In late 2006, the victim left for Israel with her husband but about a year later she sought help after she began to have recurring nightmares, anxiety and flashbacks. Then in late February 2008, about 11 days before Leifer fled the country, a friend told a teacher at the Adass school, Sharon Bromberg, that a former student now in Israel was saying "inappropriate conduct" had taken place involving Leifer.

Bromberg knew the victim so she called her and quickly became convinced she was telling the truth. Bromberg phoned Leifer and picked her up in her car to discuss it but Leifer deflected the conversation and claimed there was no problem.

Bromberg did not believe her. She feared the principal may have "groomed" the Adass community into believing anything she said. On Friday, February 29, just under four days before Leifer left Australia, Bromberg told two senior rabbis about the allegation.

On the following Tuesday, Bromberg met several other rabbis, as well as barrister Normal Rosen-baum and psychologist Vicki Gordon, and told them of the allegations. By now, she was aware of two former students who were alleging abuse by Leifer.

Bromberg was then asked to attend the meeting the following night at Herzog's house with school board president Yitzhok Benedikt, fellow board member Ernst, Rosenbaum and Gordon.

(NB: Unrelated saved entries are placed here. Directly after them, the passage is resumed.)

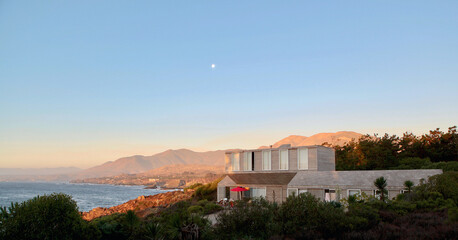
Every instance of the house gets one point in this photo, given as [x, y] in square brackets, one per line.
[276, 173]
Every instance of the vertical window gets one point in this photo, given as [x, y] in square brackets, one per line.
[258, 192]
[378, 194]
[266, 160]
[352, 192]
[291, 191]
[235, 161]
[283, 159]
[248, 157]
[303, 158]
[329, 195]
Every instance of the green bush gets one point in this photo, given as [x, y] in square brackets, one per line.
[195, 209]
[212, 208]
[53, 216]
[111, 227]
[207, 191]
[308, 215]
[253, 220]
[445, 184]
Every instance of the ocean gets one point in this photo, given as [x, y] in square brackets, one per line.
[87, 196]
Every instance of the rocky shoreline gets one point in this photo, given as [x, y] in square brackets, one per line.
[143, 205]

When giving evidence in court, Rosenbaum tried to play down the group's knowledge of the sexual allegations against the principal, saying: "We didn't know who the people were, the victims."

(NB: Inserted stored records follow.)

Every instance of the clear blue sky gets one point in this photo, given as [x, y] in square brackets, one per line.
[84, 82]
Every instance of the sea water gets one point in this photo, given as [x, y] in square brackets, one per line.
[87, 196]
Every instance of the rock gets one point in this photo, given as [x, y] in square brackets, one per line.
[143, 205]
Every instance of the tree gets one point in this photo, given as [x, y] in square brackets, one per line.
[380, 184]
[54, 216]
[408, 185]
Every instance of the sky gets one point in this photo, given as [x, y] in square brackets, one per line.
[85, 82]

Justice Rush's conclusion was damning. "At the time of her (Leifer's) departure, the president of the board, Mr Benedikt, was aware of at least eight separate allegations of sexual misconduct involving Leifer and the girls at the school, in addition to the initial complaints. The allegations amounted to Leifer being a serial sexual abuser."

The school's current principal, professor Israel Herszberg, said the decision to pay for Leifer's airfares back to Israel was "a legal obligation" the school owed her.

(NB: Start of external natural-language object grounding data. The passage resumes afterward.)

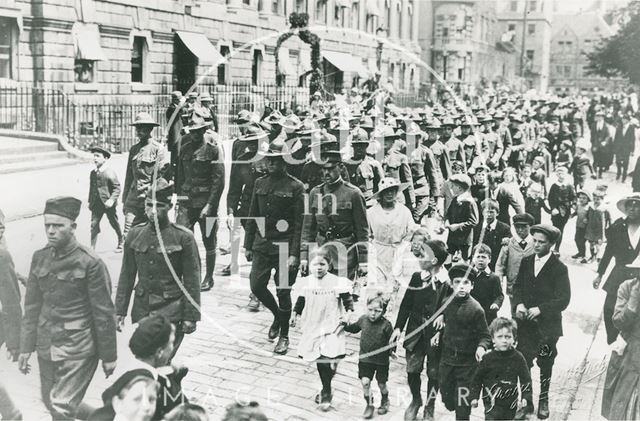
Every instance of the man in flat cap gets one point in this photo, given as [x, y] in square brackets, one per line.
[69, 317]
[104, 190]
[540, 294]
[200, 182]
[337, 218]
[157, 291]
[144, 157]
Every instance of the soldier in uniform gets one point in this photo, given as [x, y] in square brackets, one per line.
[246, 167]
[68, 314]
[337, 215]
[144, 156]
[277, 205]
[364, 171]
[200, 179]
[157, 291]
[426, 177]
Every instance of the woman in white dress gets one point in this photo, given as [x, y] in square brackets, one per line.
[391, 225]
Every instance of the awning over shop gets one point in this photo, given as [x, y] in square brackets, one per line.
[304, 61]
[12, 11]
[200, 46]
[372, 8]
[86, 40]
[284, 63]
[346, 62]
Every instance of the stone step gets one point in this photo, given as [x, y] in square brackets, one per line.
[37, 165]
[31, 157]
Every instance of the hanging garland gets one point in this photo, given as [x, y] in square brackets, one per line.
[299, 23]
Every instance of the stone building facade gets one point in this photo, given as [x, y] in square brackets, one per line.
[139, 48]
[463, 43]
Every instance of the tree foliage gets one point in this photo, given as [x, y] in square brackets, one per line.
[619, 55]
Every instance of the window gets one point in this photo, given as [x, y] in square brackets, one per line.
[321, 10]
[6, 47]
[138, 55]
[222, 68]
[531, 29]
[256, 67]
[84, 71]
[355, 16]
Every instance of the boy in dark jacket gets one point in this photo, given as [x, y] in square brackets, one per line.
[464, 342]
[461, 217]
[498, 375]
[104, 189]
[419, 304]
[487, 289]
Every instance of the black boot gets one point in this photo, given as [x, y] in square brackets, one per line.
[384, 404]
[369, 409]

Justice Rush rejected there was any legal obligation to pay for Leifer to leave Australia and said even if there were, it would "not defeat an obligation to ensure allegations of serious criminal offences are properly investigated''.

"Further, in such circumstances, the alleged perpetrator should not be assisted to urgently flee the jurisdiction. The failure of the board to report the allegations to police prior to arranging Leifer's urgent departure is deplorable," he said. "I have no doubt the conduct was deliberate."

Justice Rush said he believed it was motivated by a desire to protect the reputation of the Adass community. "The conduct of Messrs Benedikt and Ernst on behalf of the board in facilitating the urgent departure of Leifer was likely motivated by a desire to conceal her wrongdoing and isolate the conduct and its consequences to within the Adass community."

Leifer's departure did little to ease the suffering of the victim, who became pregnant in 2009 but deliberately hurt herself and began to exhibit symptoms of post-traumatic stress disorder.

By 2011, her life had spiralled out of control. Her marriage ended, she had suicidal thoughts and incidents of self-harm. She was admitted to a clinic three times between 2011 and 2012.

The victim, now 28, still struggles with her illness. She lives in Melbourne and juggles a part-time job with her role as a mother but no longer follows the religious lifestyle of the Adass.

During the court case, lawyers for the school argued it was the Adass congregation rather than the school that employed Leifer and so the school was not liable. Justice Rush said there was ample evidence Leifer was the principal of the school and that the school was liable for her behaviour.

He described her breach of trust as "evil" and ordered that she personally pay $150,000 to her former student. That may not be easy to enforce. Leifer was arrested in Israel last September on dozens of child sex abuse charges from her time at the Adass Israel school but remains there under house arrest in the ultra-orthodox area of Bnei Brak outside Tel Aviv.

The former principal, who wears an electronic tag, has repeatedly delayed extradition hearings, on the ground of alleged ill-health.

"There can be no more serious charge levelled against the headmistress of a girls' school than that such headmistress has abused the trust reposed in her by sexually abusing those in her charge," said Justice Rush.